Elle est simple en l’occurrence, partager la valeur suppose de pouvoir influer sur le devenir de l’entreprise donc de partager le pouvoir, ce qui se traduit par l’actionnariat des salariés donc leur poids dans les décisions qui pèsent sur ce devenir.

Sur un plan académique on peut noter que la « question de l’influence de la participation des actionnaires salariés à la gouvernance de l’entreprise est peu explorée » (2). Sur un plan pratique, cette question, comme toujours en amène une autre.

L’influence que l’on a sur des décisions commence bien sûr par le fait d’avoir une « place » qui l’autorise et le permet. Bien sûr. Mais encore faut-il disposer des informations et de la culture qui permettent d’exercer ce rôle.
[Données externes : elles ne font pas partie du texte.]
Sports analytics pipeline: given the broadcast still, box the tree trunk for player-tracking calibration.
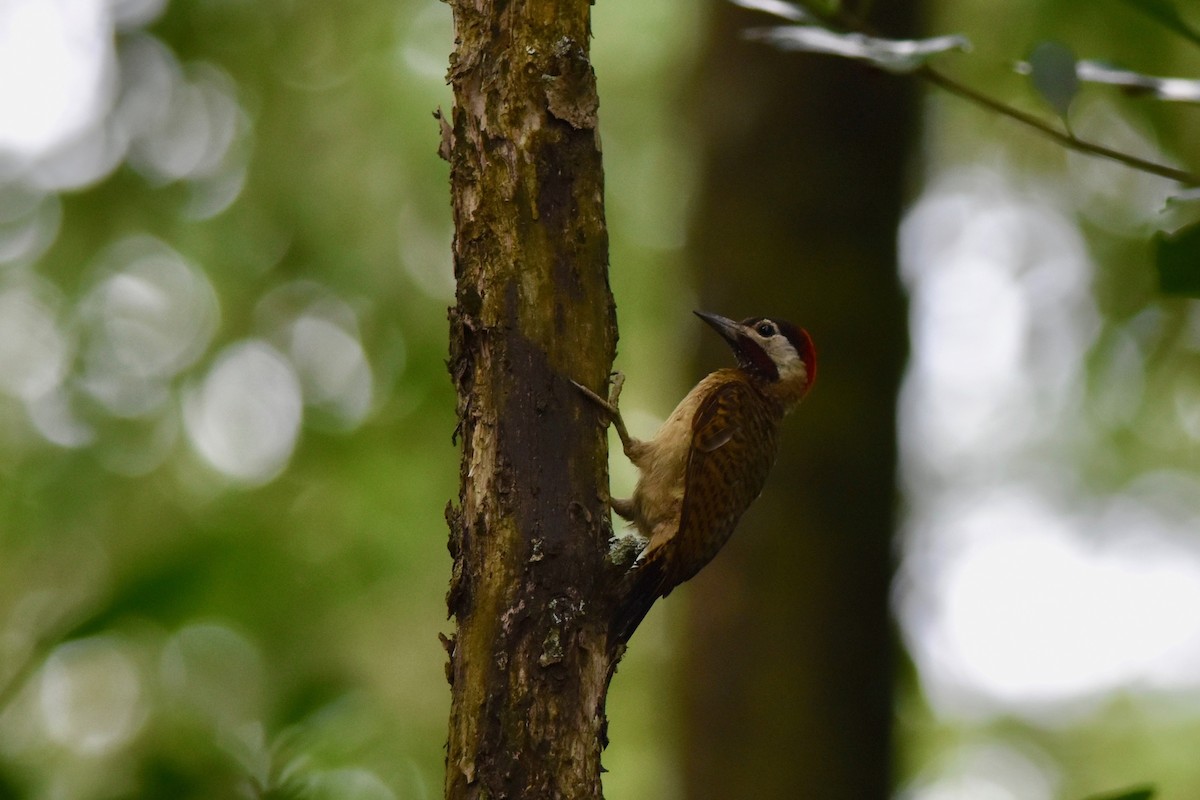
[442,0,616,800]
[684,2,916,800]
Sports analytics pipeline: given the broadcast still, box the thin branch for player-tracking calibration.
[913,65,1200,186]
[772,0,1200,186]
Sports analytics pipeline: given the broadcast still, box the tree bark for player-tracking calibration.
[684,2,917,800]
[442,0,617,800]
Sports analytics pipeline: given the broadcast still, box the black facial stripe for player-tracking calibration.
[736,336,779,381]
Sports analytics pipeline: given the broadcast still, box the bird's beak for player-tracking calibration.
[691,311,742,351]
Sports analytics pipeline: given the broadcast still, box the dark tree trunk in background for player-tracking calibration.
[684,2,916,800]
[442,0,616,800]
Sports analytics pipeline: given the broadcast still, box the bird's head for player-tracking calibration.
[695,311,817,401]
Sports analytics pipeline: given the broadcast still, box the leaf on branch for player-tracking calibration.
[1018,42,1079,122]
[1154,225,1200,297]
[1124,0,1200,44]
[1075,61,1200,103]
[730,0,818,24]
[744,26,971,73]
[1086,784,1158,800]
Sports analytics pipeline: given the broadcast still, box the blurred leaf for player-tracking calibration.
[1124,0,1200,44]
[1075,61,1200,103]
[1154,225,1200,297]
[1028,42,1079,122]
[744,25,971,72]
[730,0,817,23]
[1084,784,1158,800]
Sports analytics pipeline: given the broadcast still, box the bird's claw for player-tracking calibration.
[571,372,625,419]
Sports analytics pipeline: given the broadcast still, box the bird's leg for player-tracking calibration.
[571,372,634,455]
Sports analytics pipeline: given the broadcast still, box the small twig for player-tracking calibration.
[913,65,1200,186]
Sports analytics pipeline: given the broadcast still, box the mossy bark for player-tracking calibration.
[442,0,617,800]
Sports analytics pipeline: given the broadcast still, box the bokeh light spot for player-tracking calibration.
[184,339,302,485]
[38,637,145,756]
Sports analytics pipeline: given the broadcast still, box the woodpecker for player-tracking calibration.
[572,311,817,646]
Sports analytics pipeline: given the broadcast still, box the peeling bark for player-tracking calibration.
[438,0,617,800]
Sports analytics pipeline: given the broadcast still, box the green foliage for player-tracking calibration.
[1123,0,1200,44]
[1030,42,1079,122]
[1087,786,1157,800]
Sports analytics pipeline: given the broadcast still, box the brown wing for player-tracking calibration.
[664,380,779,590]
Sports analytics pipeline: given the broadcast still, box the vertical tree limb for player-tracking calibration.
[442,0,616,799]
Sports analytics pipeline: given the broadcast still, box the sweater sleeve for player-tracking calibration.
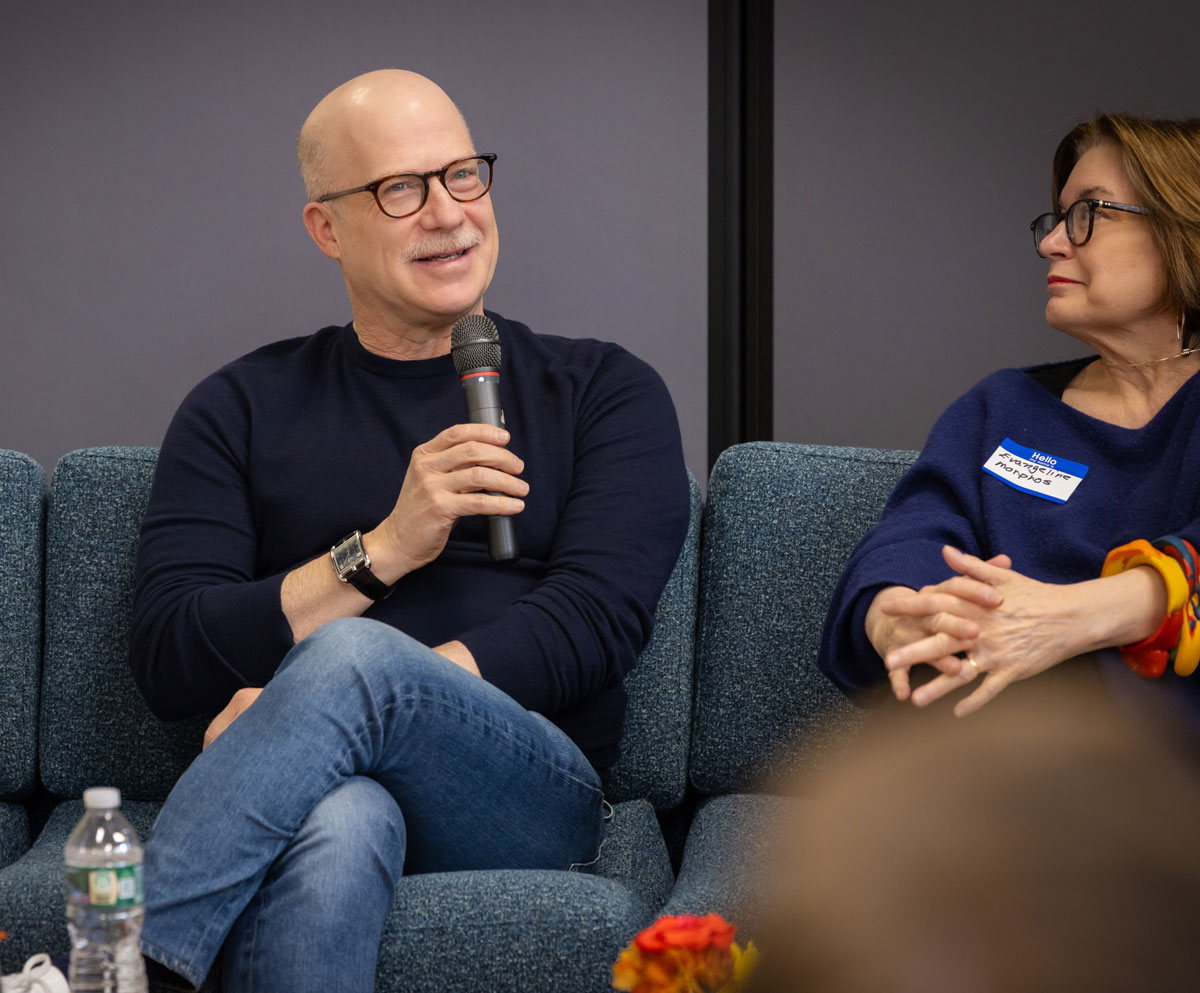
[130,373,292,720]
[460,348,689,714]
[817,391,994,696]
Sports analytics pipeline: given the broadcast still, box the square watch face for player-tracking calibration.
[334,535,366,578]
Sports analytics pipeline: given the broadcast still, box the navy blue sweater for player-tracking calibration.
[818,360,1200,697]
[130,314,689,769]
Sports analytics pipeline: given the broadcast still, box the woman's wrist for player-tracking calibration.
[1070,566,1166,655]
[863,586,912,658]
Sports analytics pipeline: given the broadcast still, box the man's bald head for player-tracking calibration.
[296,70,470,200]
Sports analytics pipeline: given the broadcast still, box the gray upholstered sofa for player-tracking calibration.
[0,443,912,991]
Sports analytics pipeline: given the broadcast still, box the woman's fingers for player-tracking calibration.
[883,631,974,673]
[942,544,1013,586]
[912,658,984,716]
[954,672,1012,717]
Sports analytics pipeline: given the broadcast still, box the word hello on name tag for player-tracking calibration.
[983,438,1087,504]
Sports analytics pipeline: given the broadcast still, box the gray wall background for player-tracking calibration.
[0,0,707,477]
[11,0,1200,477]
[775,0,1200,449]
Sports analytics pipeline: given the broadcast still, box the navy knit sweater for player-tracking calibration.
[818,360,1200,703]
[130,314,689,769]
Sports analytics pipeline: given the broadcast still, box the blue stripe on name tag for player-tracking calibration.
[994,435,1087,479]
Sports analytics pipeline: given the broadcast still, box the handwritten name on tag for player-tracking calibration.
[983,438,1087,504]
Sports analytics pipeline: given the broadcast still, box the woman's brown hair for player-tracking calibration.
[1050,114,1200,348]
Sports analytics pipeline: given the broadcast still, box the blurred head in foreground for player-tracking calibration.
[755,686,1200,993]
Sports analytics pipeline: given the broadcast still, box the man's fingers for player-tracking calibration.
[444,465,529,496]
[420,425,510,452]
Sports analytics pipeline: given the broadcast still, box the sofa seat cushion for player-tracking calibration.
[662,793,806,943]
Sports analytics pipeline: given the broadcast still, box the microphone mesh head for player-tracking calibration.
[450,314,500,375]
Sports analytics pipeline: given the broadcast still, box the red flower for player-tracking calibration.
[612,914,755,993]
[634,914,738,955]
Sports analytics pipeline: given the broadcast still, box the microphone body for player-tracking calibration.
[450,314,521,562]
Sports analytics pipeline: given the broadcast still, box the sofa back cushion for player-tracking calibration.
[0,451,46,799]
[691,443,917,794]
[41,447,205,800]
[607,473,703,810]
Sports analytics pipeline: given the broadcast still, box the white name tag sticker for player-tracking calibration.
[983,438,1087,504]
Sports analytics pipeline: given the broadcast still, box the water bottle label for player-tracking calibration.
[67,865,143,908]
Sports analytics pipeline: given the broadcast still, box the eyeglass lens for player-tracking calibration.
[377,158,492,217]
[1033,200,1093,255]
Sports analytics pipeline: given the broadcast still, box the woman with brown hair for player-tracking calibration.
[820,115,1200,724]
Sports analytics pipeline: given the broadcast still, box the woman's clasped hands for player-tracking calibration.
[866,546,1075,717]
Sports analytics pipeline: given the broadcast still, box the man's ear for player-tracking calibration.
[302,200,342,259]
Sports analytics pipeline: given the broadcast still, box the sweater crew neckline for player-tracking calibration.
[337,321,455,379]
[1009,355,1200,439]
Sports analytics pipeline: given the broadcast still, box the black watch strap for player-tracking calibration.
[329,531,396,601]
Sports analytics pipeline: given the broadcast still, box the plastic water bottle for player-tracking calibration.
[65,787,146,993]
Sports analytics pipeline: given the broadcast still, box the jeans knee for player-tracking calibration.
[288,776,406,901]
[277,618,431,696]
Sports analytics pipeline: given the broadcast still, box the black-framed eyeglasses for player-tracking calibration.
[1030,197,1151,258]
[317,152,496,217]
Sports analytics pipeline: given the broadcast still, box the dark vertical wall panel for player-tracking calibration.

Or c’est peut-être là une des questions essentielles. Pour qu’il ne s’agisse pas d’un miroir aux alouettes, encore faut-il avoir favorisé l’acculturation et la formation appropriée pour que cette voix au chapitre puisse s’exprimer de manière libre et éclairée !

Ce n’est pas tout en effet d’avoir une forme de pouvoir, encore faut-il être en mesure de l’exercer.

En résumé, partager la valeur, parce qu’elle s’inscrit dans le temps, suppose d’influer sur les décisions qui pèsent sur la destinée de l’entreprise. L’actionnariat des salariés est un des leviers qui permet d’exercer ce pouvoir mais encore faut-il qu’ils disposent des informations et de la culture qui leur permettent de l’exercer de façon libre et éclairée.

J’ai bon chef ?

Oui tu as bon mais on ne va pas en faire toute une histoire.

(1) McKinsey & Company « L’humain, capital au cœur de la performance durable de l’entreprise » Juillet 2023

(2) Guery L. (2018), « L’actionnariat salarié : une autre conception de la place des salariés dans l’entreprise ? », in A. Stévenot et L. Guery (éds..), Rémunération du travail. Enjeux de gestion et débats de société, Economica, p. 77-88.